A student has studied only 20% of the material for a module that is examined via multiple choice questions.
Given that a question covers the material he has studied, the student will definitely answer correctly.
Given that a question covers material that he has not studied, he picks an answer at random.
You can assume that a question either covers material he has studied, or not.
We give the student one multiple choice question with four choices and only 1 right answer.

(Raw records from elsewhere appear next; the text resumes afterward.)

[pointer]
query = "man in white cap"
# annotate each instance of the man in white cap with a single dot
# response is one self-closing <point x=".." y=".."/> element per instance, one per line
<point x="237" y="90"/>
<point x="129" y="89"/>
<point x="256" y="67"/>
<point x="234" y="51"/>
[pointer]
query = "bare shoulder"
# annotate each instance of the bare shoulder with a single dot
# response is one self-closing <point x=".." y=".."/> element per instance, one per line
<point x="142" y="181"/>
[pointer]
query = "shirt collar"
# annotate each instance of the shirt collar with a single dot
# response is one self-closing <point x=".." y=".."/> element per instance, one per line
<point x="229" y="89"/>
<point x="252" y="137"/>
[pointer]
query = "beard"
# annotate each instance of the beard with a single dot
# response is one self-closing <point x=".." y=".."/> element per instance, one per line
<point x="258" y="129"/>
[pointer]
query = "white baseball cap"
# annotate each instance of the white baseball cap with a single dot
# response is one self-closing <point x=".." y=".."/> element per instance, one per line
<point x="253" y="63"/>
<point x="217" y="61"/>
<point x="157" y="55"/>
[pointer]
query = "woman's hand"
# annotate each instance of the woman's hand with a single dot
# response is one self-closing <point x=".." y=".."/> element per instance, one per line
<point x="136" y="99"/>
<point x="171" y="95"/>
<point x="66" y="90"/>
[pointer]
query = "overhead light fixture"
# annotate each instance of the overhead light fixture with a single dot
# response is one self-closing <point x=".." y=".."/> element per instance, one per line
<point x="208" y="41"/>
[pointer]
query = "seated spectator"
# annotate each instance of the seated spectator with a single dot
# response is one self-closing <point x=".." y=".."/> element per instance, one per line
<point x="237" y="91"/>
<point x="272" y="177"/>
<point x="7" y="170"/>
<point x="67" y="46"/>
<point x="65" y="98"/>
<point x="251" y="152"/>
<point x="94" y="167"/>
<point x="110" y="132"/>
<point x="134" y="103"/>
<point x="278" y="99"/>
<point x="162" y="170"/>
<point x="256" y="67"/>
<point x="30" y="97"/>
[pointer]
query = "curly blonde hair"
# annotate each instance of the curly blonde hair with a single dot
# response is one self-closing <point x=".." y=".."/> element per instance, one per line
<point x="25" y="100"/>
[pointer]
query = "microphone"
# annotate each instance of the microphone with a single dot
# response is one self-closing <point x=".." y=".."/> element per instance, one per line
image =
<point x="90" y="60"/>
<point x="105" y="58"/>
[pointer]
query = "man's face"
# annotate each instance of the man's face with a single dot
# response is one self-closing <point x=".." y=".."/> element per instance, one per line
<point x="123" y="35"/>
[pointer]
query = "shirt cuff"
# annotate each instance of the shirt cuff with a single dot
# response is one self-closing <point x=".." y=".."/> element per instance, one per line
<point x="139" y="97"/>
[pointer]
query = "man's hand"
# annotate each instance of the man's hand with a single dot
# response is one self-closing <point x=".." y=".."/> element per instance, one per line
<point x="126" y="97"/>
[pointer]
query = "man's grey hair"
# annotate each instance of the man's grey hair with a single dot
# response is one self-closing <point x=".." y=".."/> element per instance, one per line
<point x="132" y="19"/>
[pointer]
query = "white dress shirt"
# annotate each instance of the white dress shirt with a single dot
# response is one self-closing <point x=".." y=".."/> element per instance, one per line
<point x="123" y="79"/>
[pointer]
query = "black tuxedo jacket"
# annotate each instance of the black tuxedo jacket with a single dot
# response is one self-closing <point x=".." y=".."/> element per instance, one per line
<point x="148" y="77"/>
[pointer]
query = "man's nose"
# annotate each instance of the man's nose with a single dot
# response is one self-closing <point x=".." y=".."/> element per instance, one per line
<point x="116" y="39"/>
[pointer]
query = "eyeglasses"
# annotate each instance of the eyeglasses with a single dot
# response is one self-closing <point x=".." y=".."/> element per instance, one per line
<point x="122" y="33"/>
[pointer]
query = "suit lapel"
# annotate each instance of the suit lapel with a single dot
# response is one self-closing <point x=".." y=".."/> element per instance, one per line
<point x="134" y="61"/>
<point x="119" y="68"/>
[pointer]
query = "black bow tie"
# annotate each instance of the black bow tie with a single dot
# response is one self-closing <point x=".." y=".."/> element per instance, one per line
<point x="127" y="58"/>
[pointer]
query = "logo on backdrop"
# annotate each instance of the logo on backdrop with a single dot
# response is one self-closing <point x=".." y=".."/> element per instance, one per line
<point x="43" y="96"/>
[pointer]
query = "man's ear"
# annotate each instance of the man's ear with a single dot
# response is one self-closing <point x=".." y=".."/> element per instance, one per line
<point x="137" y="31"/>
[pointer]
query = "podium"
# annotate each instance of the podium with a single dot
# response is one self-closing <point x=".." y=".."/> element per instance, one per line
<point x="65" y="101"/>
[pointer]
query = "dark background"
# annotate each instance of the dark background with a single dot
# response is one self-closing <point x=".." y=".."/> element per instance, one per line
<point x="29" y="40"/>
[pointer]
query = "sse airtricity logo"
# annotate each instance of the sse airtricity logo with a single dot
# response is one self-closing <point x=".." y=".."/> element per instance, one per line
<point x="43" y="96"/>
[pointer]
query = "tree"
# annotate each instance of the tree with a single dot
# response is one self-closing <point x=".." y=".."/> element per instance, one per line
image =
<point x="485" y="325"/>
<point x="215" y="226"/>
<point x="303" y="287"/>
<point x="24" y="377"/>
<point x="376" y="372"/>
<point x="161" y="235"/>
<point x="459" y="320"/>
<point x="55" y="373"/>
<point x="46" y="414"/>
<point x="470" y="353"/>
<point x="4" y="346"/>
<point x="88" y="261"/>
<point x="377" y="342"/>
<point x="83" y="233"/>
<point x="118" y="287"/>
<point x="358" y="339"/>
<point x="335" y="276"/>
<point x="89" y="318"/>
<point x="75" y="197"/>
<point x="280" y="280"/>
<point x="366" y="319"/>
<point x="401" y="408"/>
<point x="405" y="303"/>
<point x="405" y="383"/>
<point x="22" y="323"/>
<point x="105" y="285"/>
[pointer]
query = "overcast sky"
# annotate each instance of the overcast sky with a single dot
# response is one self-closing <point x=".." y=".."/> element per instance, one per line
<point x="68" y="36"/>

Q1) given that the student answered correctly, what is the probability he picked the answer at random
My approach:
Let A=picked answer at Random
B=picked answer correctly
P(A|B)= $ \frac {P \left( A \bigcap B \right)}{P\left ( B \right )}$
$P\left ( B \right )$=1/4
however i am unable to find out the numerator as I cant figure out $P(A)$
$P$(Correct Answer | Picked the answer at random) = $1/4$
$P$(Correct Answer | Picked the answer intelligently) = $1$
There are only two possibilities: Either the student Picked the answer at random, or intelligently. They can pick the answer intelligently only if it comes from that 20% syllabus that they studied. Assuming that the probability of question coming from the syllabus is uniform over the syllabus, the probability that they picked the answer intelligently is 20%, i.e. $20/100=1/5$
$P$(Picked the answer at random) = $4/5$
$P$(Picked the answer intelligently) = $1/5$
$P$(Correct Answer) = $(1/4\times4/5) + (1\times1/5)$ = $2/5$
P(Picked the answer at random | Correct Answer)
= $\dfrac{P(\text{Correct Answer | Picked the answer at random}) * P(\text{Picked the answer at random}) }{ P(\text{Correct Answer}) }$
= $\dfrac{(1/4 \times 4/5)}{(2/5)}$ = $1/2$